Autrefois, en ces temps anciens et féeriques, à des centaines et même des milliers de lieux, existaient des gens solitaires. De larges rivières les séparaient de tout, ainsi que d'impénétrables forêts où pas même un animal n'aurait pu se frayer de chemin. Ils demeuraient donc dans leurs chalets isolés, et beaucoup d'entre eux ne voyaient un visage étranger toute leur vie durant. A moins qu'un voyageur ne passe par chez eux.
Bien sûr, ils n'étaient pas tous ainsi. Malgré leur solitude, certains savaient bien que, par-delà les forêts et les rivières, existaient non seulement des villages, mais aussi des villes de pierre avec leurs châteaux, leurs maisons, leurs églises...
Lavri savait cela aussi. Il vivait à l'est, dans un chalet, avec sa jeune et belle femme et ses parents. Un jour d'hiver, alors qu'i
allait chercher du bois dans la forêt, il rencontra un chasseur tout à fait inconnu qui lui parla de la ville. Comment tous ces gens se déplacent en carrosse et comment chacun est vêtu de beaux tissus étrangers et non pas, comme Lavri, de fourrure ébouriffée... Comment ces gens se régalent de bonne nourriture, de boissons et de musique ... Bref, il raconta des choses tout à fait extraordinaires. Depuis cette rencontre, la curiosité du jeune paysan était tout émoustillée.
Comme il ne pouvait bien se représenter les choses, il décida de s'en rendre compte de ses propres yeux, même si le voyage jusqu'à la ville devait durer toute une année. Mais on ne voulut pas le laisser partir de la maison. Sa femme protesta. Sa mère se lamenta. Et son vieux père ronchonna contre ces idées stupides, disant qu'il n'avait lui-même jamais vu de ville de sa vie et que cela ne lui avait pas manqué.
Mais Lavri tenait à son idée. Au printemps, dès que la neige eut un peu fondu et que les loups se furent retirés au plus profond de la forêt, il sella le seul cheval qu'ils possédaient à la ferme et s'en fut par les chemins.
Il avança longtemps avant de trouver la bonne route et d'atteindre, bien plus loin, les châteaux de pierre. Enfin, il accéda à l'une des portes de la ville et il put enfin contempler ces maisons et ces palais étonnants, ces majestueux habitants des villes et leurs belles dames. Il put observer le mouvement des rues, les beaux habits, les victuailles que les gens mangeaient dans la première auberge venue et que lui n'avait jusqu'ici jamais goûtées.
Il réalisa vite que, tandis que chez lui on ignorait ce qu'était l'argent, puisqu'on n'en avait jamais besoin, ici, en ville, sans lui, rien n'était possible.
Alors, comment en obtenir ? Lavri y réfléchit longuement. « Je sais monter à cheval, aussi bien à cru qu'avec une selle », se dit-il. Et il se proposa comme cocher au premier homme qu'il rencontra. La chance fut avec lui : c'était un riche marchand qui cherchait justement un bon cocher. Accord conclu. Et, comme le marchand n'était pas avare et qu'il appréciait l'honnêteté des gens à sa juste valeur, ils se plurent tout de suite.

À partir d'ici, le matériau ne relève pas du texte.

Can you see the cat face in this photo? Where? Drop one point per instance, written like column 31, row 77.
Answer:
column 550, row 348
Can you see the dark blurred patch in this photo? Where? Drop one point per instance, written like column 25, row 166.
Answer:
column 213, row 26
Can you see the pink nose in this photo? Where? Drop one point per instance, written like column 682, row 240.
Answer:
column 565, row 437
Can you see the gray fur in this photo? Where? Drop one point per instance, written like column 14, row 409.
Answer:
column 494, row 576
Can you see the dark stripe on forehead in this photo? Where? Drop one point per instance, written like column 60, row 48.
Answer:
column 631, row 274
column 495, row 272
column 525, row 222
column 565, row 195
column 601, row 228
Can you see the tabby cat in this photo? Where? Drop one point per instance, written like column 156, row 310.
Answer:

Toute l'année, Lavri transporta toutes sortes de marchandises pour le commerçant, et il travailla avec tant de sérieux que son maître ne put que se louer de ses services. C'est pourquoi, lorsque notre transporteur commença à se languir de chez lui et à songer au retour, son maître le supplia de rester.
Mais Lavri ne pouvait demeurer ici. Donnant, donnant, en échange de ses services, le marchand lui offrit une pleine carriole de tissus, de chaussures, d'épices rares et encore Dieu-seul-sait-quoi... Il lui remit un petit sac de pièces d'or et, quand ils se séparèrent, il lui glissa dans la poche un petit miroir.

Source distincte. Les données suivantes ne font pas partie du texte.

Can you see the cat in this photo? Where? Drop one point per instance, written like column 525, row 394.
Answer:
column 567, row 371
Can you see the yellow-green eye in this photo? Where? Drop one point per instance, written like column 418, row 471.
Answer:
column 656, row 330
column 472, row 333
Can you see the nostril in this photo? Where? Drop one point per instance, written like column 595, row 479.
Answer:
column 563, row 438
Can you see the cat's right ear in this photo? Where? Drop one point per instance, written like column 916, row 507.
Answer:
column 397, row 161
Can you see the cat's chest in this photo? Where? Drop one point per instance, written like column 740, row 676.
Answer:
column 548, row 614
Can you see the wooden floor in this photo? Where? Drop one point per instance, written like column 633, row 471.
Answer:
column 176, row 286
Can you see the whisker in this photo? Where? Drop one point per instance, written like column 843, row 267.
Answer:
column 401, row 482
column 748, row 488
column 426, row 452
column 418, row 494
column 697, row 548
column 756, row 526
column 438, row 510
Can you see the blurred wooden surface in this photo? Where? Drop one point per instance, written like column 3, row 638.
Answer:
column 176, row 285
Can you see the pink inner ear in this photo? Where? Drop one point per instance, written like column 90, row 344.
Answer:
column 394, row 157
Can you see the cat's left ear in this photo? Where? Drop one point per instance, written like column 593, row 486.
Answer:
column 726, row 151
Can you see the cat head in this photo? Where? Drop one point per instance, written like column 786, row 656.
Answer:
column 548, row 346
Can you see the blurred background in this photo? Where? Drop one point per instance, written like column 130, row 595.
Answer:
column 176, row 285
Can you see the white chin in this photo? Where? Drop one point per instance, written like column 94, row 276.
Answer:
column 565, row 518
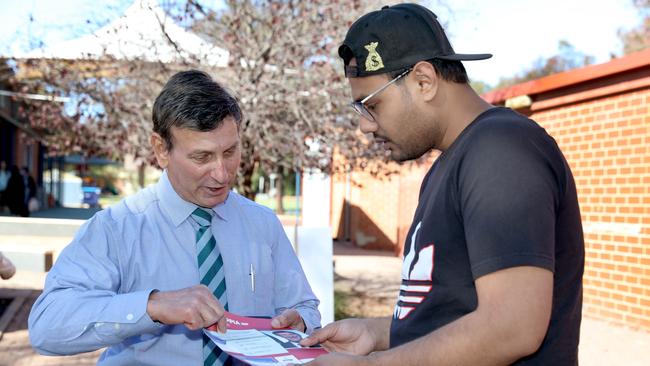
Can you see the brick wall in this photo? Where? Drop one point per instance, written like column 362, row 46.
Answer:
column 600, row 117
column 380, row 209
column 606, row 143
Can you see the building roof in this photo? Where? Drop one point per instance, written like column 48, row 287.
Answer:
column 144, row 31
column 588, row 74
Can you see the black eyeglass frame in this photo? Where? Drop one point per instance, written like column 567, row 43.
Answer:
column 360, row 106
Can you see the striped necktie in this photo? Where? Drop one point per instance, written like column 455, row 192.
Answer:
column 212, row 275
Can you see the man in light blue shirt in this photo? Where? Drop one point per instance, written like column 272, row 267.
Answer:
column 130, row 280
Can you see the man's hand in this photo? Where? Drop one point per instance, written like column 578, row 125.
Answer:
column 339, row 359
column 353, row 336
column 195, row 306
column 289, row 318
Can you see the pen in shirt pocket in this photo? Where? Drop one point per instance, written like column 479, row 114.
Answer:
column 251, row 273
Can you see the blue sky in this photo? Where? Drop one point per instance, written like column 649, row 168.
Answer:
column 517, row 32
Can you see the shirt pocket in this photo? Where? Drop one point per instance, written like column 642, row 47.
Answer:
column 264, row 295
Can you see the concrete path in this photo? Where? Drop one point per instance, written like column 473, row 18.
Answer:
column 601, row 343
column 373, row 274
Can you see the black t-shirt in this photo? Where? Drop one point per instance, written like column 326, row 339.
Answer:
column 501, row 196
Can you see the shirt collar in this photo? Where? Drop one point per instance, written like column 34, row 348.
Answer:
column 178, row 209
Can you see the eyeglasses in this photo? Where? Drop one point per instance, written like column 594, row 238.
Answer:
column 360, row 106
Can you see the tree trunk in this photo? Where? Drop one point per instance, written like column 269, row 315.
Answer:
column 246, row 188
column 141, row 168
column 279, row 185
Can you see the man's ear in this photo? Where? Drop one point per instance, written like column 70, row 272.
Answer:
column 426, row 79
column 160, row 150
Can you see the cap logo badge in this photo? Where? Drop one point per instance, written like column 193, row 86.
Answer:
column 373, row 61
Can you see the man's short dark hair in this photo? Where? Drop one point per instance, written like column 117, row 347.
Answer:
column 452, row 71
column 192, row 100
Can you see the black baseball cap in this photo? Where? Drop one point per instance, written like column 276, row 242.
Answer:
column 395, row 38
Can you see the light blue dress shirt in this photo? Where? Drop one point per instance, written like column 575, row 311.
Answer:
column 96, row 293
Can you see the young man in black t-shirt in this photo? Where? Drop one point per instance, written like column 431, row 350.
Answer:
column 494, row 258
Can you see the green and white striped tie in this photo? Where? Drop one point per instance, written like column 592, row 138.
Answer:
column 212, row 275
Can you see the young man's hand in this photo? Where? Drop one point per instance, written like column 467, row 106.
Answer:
column 352, row 336
column 289, row 318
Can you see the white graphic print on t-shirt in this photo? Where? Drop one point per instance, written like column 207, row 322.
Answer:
column 416, row 278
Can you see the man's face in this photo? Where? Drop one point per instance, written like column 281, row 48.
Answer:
column 398, row 123
column 202, row 166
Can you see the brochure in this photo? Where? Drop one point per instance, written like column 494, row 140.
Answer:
column 254, row 342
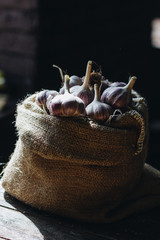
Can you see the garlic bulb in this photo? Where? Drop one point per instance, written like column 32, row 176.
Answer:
column 117, row 84
column 119, row 97
column 66, row 104
column 83, row 91
column 96, row 109
column 41, row 97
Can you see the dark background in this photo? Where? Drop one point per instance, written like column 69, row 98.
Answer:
column 115, row 34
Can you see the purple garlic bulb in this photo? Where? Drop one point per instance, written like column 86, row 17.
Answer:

« Pourquoi me donnes-tu ça ? » s'étonna Lavri. « Tu m'as déjà fourni plus que le nécessaire. Chez nous, de toute façon, presque personne ne sait à quoi sert un miroir.» Le marchand se contenta de sourire :
« C'est justement pour cela. Lorsque au chalet tout le monde se sera vu dans ce miroir, peut-être reviendras-tu chez moi avec toute ta famille. D'ici un an, je te reverrai... »
Lavri fut intrigué par ces propos. Pendant tout le voyage, ils lui tournèrent dans la tête. Mais il n'en trouva pas la signification.

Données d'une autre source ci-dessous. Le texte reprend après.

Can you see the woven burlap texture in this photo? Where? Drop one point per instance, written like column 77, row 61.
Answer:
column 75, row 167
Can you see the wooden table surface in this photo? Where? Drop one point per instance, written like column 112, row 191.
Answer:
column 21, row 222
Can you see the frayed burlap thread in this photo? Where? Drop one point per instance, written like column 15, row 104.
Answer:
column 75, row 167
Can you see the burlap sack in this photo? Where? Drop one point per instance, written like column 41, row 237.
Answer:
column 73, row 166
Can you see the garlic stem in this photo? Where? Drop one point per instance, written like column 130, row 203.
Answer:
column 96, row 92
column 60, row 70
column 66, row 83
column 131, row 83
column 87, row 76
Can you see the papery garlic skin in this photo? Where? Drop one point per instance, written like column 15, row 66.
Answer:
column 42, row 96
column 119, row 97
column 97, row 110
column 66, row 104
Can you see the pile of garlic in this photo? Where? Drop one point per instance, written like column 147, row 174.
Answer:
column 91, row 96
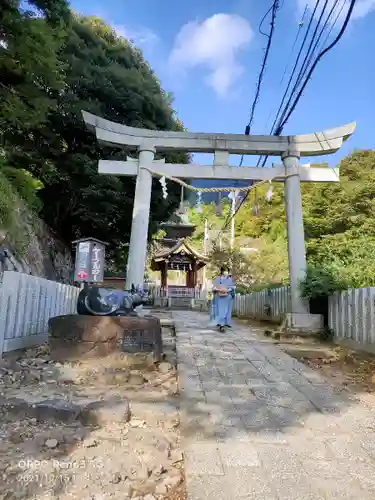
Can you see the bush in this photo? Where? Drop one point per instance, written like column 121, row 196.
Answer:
column 322, row 282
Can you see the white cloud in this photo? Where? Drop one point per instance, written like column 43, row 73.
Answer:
column 141, row 37
column 361, row 9
column 213, row 44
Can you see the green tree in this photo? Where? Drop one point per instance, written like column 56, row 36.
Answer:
column 106, row 75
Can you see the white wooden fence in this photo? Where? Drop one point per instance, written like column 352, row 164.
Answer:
column 351, row 312
column 266, row 305
column 352, row 315
column 26, row 304
column 178, row 292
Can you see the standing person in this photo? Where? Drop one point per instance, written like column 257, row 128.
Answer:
column 223, row 289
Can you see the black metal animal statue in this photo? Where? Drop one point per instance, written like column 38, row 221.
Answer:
column 94, row 300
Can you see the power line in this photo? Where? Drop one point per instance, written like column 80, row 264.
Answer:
column 333, row 8
column 300, row 26
column 295, row 66
column 274, row 9
column 319, row 57
column 308, row 57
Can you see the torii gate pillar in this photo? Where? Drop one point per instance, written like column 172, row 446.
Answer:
column 141, row 214
column 299, row 307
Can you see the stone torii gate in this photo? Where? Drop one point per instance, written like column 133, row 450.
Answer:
column 289, row 148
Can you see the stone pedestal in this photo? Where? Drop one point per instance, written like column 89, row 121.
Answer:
column 73, row 337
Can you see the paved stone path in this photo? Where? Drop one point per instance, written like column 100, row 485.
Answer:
column 257, row 424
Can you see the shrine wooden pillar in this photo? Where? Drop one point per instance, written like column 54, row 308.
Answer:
column 194, row 274
column 188, row 279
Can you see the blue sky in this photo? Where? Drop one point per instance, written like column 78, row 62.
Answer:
column 208, row 53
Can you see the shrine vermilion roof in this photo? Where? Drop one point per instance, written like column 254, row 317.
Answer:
column 163, row 252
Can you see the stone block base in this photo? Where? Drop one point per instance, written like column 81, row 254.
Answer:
column 73, row 337
column 303, row 324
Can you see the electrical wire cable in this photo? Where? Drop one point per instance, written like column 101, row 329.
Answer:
column 319, row 57
column 314, row 49
column 321, row 54
column 308, row 57
column 295, row 67
column 274, row 9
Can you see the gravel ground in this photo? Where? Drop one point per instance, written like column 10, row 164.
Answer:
column 129, row 450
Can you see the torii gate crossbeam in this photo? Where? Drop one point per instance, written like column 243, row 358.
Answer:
column 289, row 148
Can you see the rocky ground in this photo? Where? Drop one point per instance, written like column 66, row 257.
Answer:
column 97, row 429
column 340, row 366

Sa femme fut contente de le revoir et les bijoux qu'il lui avait rapportés lui plurent beaucoup. Mais ses parents se contentèrent de lui reprocher d'avoir été si longtemps absent alors qu'on avait besoin de lui à la maison. Ils ne jetèrent même pas un coup d'oeil aux cadeaux qu'il avait pour eux.
Lavri était déçu, mais le pire n'était pas encore arrivé. Le lendemain, lorsque sa femme suspendit le nouveau manteau de son époux à une patère, il en tomba, d'une poche, un petit miroir. Elle se regarda aussitôt dedans.
« Aïe !, aïe !, aïe ! » fit-elle, éclatant en lamentations, « c'est donc pour cela que Lavri ne revenait pas ... Et en plus, il a emporté son portrait ! »
La mère entendit les plaintes de l'épouse et, bien sûr, voulut savoir de quoi il s'agissait.
« Lavri a connu en ville une belle jeune femme, et il a même rapporté son portrait. Regardez donc!» dit la jeune épouse en tendant le miroir à la mère.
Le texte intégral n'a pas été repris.